Maybe a good option for projects that you don't want anyone else to contribute to, but then why make them open source in the first place?
Not using GitHub because it's proprietary is an especially illogical stance. Virtually all websites are proprietary.
Maybe a good option for projects that you don't want anyone else to contribute to, but then why make them open source in the first place?
Because, at least to some people, open source is more about user freedom (to modify the software and share the modifications with anyone they wish) and less about collaboration.
For example every time I publish some simple utility that I wrote for myself and decided could be useful for other people, I release it under a reasonable open source license and pretty much forget about it - I'm not going to be accepting merge requests, I don't have time to maintain random tiny projects. If I ever need to use the utility for something it doesn't quite do, I'll check if any of the forks seem to have implemented it. If not, I'll just implement it in my repo.
The reason I'm publishing the code is because I know how much it sucks when you find some proprietary freeware utility that almost does what you need, but you can't fix it for your usecase on account of it being proprietary for no reason (well, author's choice is the reason, and I respect it, but it's still annoying)
That's a fair point. I don't think that's the case here because he talks about all the bad ways he prefers to receive contributions (email, patch files, git bundle etc.).
Why use Git at all then? I thought the one reason why everyone wants to use Git these days are the forges.
Did you read the article? The author shares their perspective.

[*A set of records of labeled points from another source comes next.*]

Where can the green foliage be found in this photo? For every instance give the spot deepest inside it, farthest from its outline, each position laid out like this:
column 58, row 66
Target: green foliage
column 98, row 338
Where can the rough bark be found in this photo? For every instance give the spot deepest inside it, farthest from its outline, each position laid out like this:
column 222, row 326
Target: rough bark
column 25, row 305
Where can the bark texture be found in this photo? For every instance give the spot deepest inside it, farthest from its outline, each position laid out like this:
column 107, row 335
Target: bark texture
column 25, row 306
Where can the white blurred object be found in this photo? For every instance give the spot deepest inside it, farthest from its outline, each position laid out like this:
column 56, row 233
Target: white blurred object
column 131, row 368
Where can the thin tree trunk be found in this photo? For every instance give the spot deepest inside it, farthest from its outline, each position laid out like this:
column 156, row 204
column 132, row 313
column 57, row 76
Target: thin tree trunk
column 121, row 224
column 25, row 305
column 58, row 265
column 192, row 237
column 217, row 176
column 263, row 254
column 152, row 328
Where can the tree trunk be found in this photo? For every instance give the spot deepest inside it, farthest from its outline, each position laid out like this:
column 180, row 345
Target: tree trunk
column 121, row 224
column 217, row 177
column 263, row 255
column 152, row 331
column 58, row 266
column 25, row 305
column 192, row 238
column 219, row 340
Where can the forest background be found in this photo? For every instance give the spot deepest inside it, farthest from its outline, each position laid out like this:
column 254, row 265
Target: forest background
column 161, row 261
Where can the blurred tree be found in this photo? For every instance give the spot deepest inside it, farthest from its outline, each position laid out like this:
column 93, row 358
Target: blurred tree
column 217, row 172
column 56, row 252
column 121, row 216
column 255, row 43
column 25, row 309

For me, Git is quite powerful on its own with version control, diffs, branches, merging, etc. Forges just add a UI for some of these things, and add an issue tracker/ discussion/etc. Forges also add a more modem ui for repo access though git does have its own webserver you can use. I use git without a forge for a number of my personal projects that I'm not sharing with others or not yet sharing
Git is quite powerful on its own with version control, diffs, branches, merging, etc.
All version control systems do that, hence my question.
Git was conceived as a bazaar (because of its use for the Linux kernel), but most projects are more like cathedrals. In my opinion, Git is simply over-engineered for most projects. For projects that you don't want to share with others, even CVS would probably suffice...
Git experience is highly transferrable. Unless you have some specific use case not supported by Git, why wouldn't you use the one where the knowledge is most likely to carry over between projects/jobs?
I am one of those weirdos who prefer the best tool for a job, not the most popular one. And Git is - for me and my projects with exactly one branch ("trunk") and three or four other contributors, with me being the BDFL - the worst choice.
Why use Git at all then?
Still need to version control the work. No editor's undo buffer is a complete history of all changes
distributed, asynchronous collaboration and versioning.